"For a daily drive, Stelvio QV is reasonably comfy and refined, given the sporty ethos that it carries."
"The power plant is sharp, responsive and rev-hungry!"
"Fastest SUV around the circuit and Alfa Romeo has the records to show-iconic Nürburgring lap in just 7 minutes 51.7 seconds!"
""Race mode" is best left for the track, as you don’t want to mess around at Jebel Jais."
"It’s a brilliant product, customers will love it; but you’ve got to make sure people know about it," said Ershad.
Giulia Quadrifoglio was doing all the talking for Alfa Romeo last year and the auto world was taken by a big ‘wow,’ for the Italians did so much. We at Arab Wheels acknowledged the work with an award in the category: "Best Premium Performance Sedan 2017" and I believe most of us agree rightly so. It’s official that in 2018, Alfa Romeo will return to Formula One. So there’s a lot of optimism around.
Stelvio and Quadrifoglio
Stelvio is Alfa Romeo’s luxury crossover SUV, first revealed at Los Angeles in 2016. Named after Italy’s highest mountain pass, noted for its 48 circuitous switchbacks, Stelvio embodies confidence.
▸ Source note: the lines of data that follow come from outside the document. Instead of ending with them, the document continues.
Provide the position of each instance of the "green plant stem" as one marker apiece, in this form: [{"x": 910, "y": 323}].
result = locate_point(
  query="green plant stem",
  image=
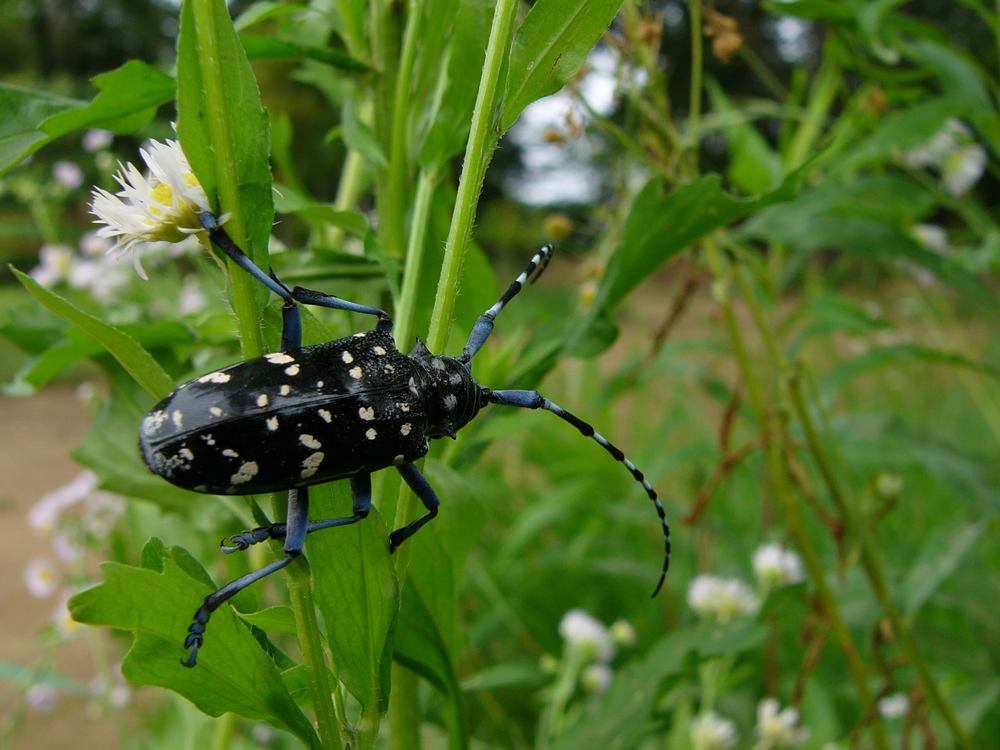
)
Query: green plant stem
[
  {"x": 870, "y": 559},
  {"x": 871, "y": 562},
  {"x": 242, "y": 286},
  {"x": 479, "y": 149},
  {"x": 251, "y": 341},
  {"x": 311, "y": 644},
  {"x": 778, "y": 475},
  {"x": 399, "y": 149},
  {"x": 694, "y": 105},
  {"x": 404, "y": 709}
]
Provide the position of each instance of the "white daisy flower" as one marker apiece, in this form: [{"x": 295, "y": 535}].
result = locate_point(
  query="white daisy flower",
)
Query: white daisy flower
[
  {"x": 41, "y": 698},
  {"x": 41, "y": 577},
  {"x": 720, "y": 598},
  {"x": 776, "y": 566},
  {"x": 582, "y": 631},
  {"x": 778, "y": 728},
  {"x": 709, "y": 731},
  {"x": 163, "y": 206}
]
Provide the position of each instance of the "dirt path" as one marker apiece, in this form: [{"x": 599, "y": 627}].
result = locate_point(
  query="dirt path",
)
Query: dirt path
[{"x": 35, "y": 441}]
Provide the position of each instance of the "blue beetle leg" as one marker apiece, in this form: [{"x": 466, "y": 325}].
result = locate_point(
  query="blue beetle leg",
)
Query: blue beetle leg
[
  {"x": 295, "y": 532},
  {"x": 310, "y": 297},
  {"x": 361, "y": 490},
  {"x": 484, "y": 324},
  {"x": 422, "y": 489},
  {"x": 534, "y": 400}
]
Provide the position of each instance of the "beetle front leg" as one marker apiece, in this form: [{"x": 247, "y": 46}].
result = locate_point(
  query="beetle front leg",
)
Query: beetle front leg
[
  {"x": 295, "y": 533},
  {"x": 361, "y": 492},
  {"x": 422, "y": 489}
]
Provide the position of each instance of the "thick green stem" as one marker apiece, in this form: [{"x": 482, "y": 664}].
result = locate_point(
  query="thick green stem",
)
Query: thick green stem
[
  {"x": 779, "y": 479},
  {"x": 243, "y": 287},
  {"x": 479, "y": 149}
]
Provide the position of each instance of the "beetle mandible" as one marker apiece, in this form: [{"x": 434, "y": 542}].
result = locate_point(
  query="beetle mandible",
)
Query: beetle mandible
[{"x": 307, "y": 415}]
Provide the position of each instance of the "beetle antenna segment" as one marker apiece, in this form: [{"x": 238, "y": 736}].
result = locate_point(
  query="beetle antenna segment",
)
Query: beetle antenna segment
[
  {"x": 484, "y": 324},
  {"x": 534, "y": 400}
]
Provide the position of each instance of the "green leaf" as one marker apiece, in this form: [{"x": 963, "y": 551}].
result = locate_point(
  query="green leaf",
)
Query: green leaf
[
  {"x": 451, "y": 114},
  {"x": 222, "y": 123},
  {"x": 359, "y": 137},
  {"x": 266, "y": 10},
  {"x": 137, "y": 361},
  {"x": 550, "y": 47},
  {"x": 941, "y": 555},
  {"x": 233, "y": 672},
  {"x": 355, "y": 589},
  {"x": 269, "y": 48},
  {"x": 127, "y": 100}
]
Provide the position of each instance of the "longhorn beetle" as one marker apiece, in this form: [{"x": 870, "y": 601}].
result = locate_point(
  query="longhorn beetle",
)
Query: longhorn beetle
[{"x": 312, "y": 414}]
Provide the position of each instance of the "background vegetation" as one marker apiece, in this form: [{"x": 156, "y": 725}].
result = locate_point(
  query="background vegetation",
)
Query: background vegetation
[{"x": 775, "y": 288}]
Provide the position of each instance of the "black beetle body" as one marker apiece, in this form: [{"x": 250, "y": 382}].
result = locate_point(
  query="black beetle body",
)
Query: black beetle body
[
  {"x": 307, "y": 415},
  {"x": 294, "y": 419}
]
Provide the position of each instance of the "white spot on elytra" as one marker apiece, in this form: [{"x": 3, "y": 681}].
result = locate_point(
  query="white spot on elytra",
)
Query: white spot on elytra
[
  {"x": 311, "y": 464},
  {"x": 245, "y": 473},
  {"x": 153, "y": 422}
]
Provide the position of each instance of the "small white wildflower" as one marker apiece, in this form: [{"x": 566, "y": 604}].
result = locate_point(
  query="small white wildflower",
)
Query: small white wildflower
[
  {"x": 778, "y": 728},
  {"x": 67, "y": 174},
  {"x": 41, "y": 697},
  {"x": 720, "y": 598},
  {"x": 54, "y": 265},
  {"x": 41, "y": 577},
  {"x": 596, "y": 678},
  {"x": 582, "y": 631},
  {"x": 894, "y": 706},
  {"x": 962, "y": 168},
  {"x": 709, "y": 731},
  {"x": 97, "y": 139},
  {"x": 622, "y": 633},
  {"x": 164, "y": 206},
  {"x": 62, "y": 620},
  {"x": 43, "y": 515},
  {"x": 931, "y": 236},
  {"x": 776, "y": 566}
]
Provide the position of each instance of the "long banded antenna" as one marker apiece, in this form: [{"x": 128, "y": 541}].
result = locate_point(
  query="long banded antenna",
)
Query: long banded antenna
[{"x": 534, "y": 400}]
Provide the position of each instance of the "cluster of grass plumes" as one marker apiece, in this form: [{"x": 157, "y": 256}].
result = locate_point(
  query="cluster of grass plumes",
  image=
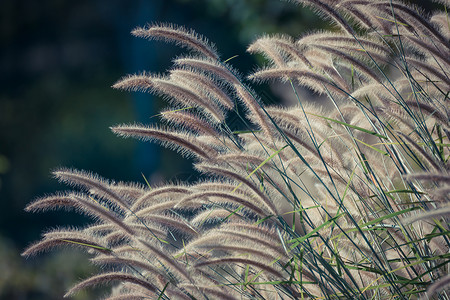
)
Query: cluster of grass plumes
[{"x": 349, "y": 202}]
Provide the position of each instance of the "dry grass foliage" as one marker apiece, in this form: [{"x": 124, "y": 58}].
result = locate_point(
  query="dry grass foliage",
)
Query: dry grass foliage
[{"x": 305, "y": 202}]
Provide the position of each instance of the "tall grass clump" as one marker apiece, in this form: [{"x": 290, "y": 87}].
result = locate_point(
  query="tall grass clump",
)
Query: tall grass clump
[{"x": 345, "y": 201}]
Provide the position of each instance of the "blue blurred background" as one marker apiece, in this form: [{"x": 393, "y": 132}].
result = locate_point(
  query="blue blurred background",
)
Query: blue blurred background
[{"x": 58, "y": 59}]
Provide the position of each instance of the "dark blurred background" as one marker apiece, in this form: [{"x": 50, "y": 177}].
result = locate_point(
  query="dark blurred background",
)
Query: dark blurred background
[{"x": 58, "y": 59}]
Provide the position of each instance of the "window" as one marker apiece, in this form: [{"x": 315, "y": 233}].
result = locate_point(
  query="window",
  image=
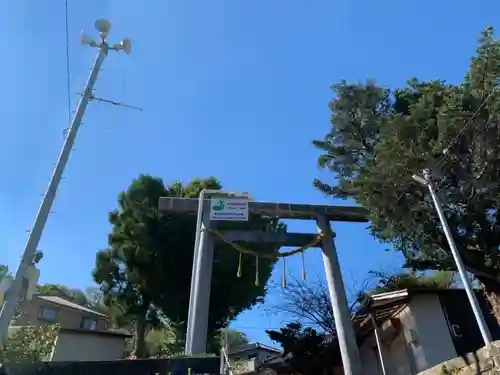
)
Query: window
[
  {"x": 48, "y": 314},
  {"x": 89, "y": 324}
]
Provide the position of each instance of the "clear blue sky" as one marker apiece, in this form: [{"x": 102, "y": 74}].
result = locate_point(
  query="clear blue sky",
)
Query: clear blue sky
[{"x": 233, "y": 89}]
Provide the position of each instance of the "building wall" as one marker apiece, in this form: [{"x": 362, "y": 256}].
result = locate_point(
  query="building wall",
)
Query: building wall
[
  {"x": 66, "y": 317},
  {"x": 243, "y": 364},
  {"x": 423, "y": 342},
  {"x": 435, "y": 342},
  {"x": 88, "y": 346}
]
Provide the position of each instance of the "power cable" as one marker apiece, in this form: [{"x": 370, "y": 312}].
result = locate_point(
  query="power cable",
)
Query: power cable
[
  {"x": 466, "y": 125},
  {"x": 68, "y": 75}
]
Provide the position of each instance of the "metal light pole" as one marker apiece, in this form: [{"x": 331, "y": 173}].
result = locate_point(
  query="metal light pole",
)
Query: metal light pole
[
  {"x": 9, "y": 306},
  {"x": 483, "y": 328},
  {"x": 194, "y": 296}
]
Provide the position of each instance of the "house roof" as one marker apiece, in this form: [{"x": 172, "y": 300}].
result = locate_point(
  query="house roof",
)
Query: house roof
[
  {"x": 254, "y": 346},
  {"x": 68, "y": 304},
  {"x": 98, "y": 333},
  {"x": 383, "y": 306}
]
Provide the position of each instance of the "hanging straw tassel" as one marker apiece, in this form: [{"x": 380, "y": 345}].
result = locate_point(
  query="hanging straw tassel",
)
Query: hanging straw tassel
[
  {"x": 283, "y": 278},
  {"x": 257, "y": 271},
  {"x": 303, "y": 266},
  {"x": 239, "y": 264}
]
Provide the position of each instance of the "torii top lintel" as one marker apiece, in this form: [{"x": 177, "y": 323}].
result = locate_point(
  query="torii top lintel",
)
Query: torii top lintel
[{"x": 281, "y": 210}]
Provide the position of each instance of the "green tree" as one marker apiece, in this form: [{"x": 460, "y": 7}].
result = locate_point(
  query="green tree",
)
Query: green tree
[
  {"x": 29, "y": 344},
  {"x": 233, "y": 340},
  {"x": 380, "y": 137},
  {"x": 150, "y": 257},
  {"x": 302, "y": 348}
]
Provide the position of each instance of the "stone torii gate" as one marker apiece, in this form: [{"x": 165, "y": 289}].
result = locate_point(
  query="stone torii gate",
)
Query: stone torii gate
[{"x": 202, "y": 267}]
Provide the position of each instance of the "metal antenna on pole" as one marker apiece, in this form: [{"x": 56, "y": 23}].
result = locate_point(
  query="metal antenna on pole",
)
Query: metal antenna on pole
[
  {"x": 426, "y": 181},
  {"x": 9, "y": 307},
  {"x": 118, "y": 104}
]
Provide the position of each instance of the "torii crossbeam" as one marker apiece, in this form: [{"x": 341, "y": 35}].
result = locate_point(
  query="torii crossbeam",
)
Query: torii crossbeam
[{"x": 202, "y": 265}]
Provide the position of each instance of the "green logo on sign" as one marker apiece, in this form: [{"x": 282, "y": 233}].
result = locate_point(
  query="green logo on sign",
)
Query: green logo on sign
[{"x": 219, "y": 207}]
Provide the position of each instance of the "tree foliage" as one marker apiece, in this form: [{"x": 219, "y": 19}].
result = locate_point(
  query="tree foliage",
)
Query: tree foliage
[
  {"x": 233, "y": 340},
  {"x": 29, "y": 344},
  {"x": 150, "y": 255},
  {"x": 302, "y": 348},
  {"x": 310, "y": 305},
  {"x": 380, "y": 138}
]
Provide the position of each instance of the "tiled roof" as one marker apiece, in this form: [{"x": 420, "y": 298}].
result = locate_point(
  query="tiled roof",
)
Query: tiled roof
[
  {"x": 254, "y": 346},
  {"x": 64, "y": 302}
]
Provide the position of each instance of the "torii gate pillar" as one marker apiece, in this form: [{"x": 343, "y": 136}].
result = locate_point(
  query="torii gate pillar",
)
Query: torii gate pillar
[
  {"x": 203, "y": 264},
  {"x": 338, "y": 299}
]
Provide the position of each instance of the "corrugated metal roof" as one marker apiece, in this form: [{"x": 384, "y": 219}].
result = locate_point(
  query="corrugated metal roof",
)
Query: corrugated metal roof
[{"x": 64, "y": 302}]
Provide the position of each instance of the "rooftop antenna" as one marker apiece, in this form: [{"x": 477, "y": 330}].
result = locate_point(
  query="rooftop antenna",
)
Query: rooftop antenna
[
  {"x": 125, "y": 45},
  {"x": 103, "y": 26}
]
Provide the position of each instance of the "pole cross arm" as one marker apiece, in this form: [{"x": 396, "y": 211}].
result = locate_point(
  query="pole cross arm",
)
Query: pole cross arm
[
  {"x": 261, "y": 237},
  {"x": 272, "y": 209}
]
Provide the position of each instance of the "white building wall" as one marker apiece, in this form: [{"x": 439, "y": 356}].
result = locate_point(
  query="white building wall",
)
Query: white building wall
[
  {"x": 434, "y": 343},
  {"x": 424, "y": 341},
  {"x": 74, "y": 346}
]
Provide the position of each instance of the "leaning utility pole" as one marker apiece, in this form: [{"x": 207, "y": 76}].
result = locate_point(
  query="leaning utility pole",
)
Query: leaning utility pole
[
  {"x": 426, "y": 181},
  {"x": 9, "y": 307}
]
While it didn’t raise eyebrows when Alfa took the unexplored territory of SUVs (it’s THE trend now), we want to know the plan. Is this just a one off?? And then we have the Quadrifoglio or let’s just call it the QV (Quadrifoglio Verde). Quadrifoglio essentially means "four-leaf clover" and it’s a good-luck badge that first appeared on Ugo Sivocci’s ‘RL,’ competing in the 1923 Targa Florio. It simply represents Alfa’s sporty pedigree and technology. So when Stelvio and QV get together, there’ll be noise. A crossover with the performance of a super saloon is a special brute and to be honest, I can only think about a few that exist-all Germans. (Specifically, Audi SQ5, Mercedes-Benz AMG GLC63 and Porsche Macan Turbo.)
Stelvio QV at Jebel Jais
For those who are not familiar with Jebel Jais, it’s a mountain in the UAE known to be the highest point of the country (1,934 m above sea level). Like the Stelvio pass, Jebel Jais is a long strip with twists and corners posing the tightest switchbacks to the fastest bolts. Now the ploy is very clear; we are about to experience something SPECIAL. But hey, do you know what’s running the QV? The heart of the set-up? It’s a 2.9-liter V6 bi-turbo petrol engine; and make a note of the figures: 510 horsepower and a maximum torque of 600 Nm. Alfa Romeo boldly claims that Stelvio QV is the "fastest SUV around the circuit," and they have records to show- iconic Nürburgring lap in just 7 minutes 51.7 seconds. That’s really fast.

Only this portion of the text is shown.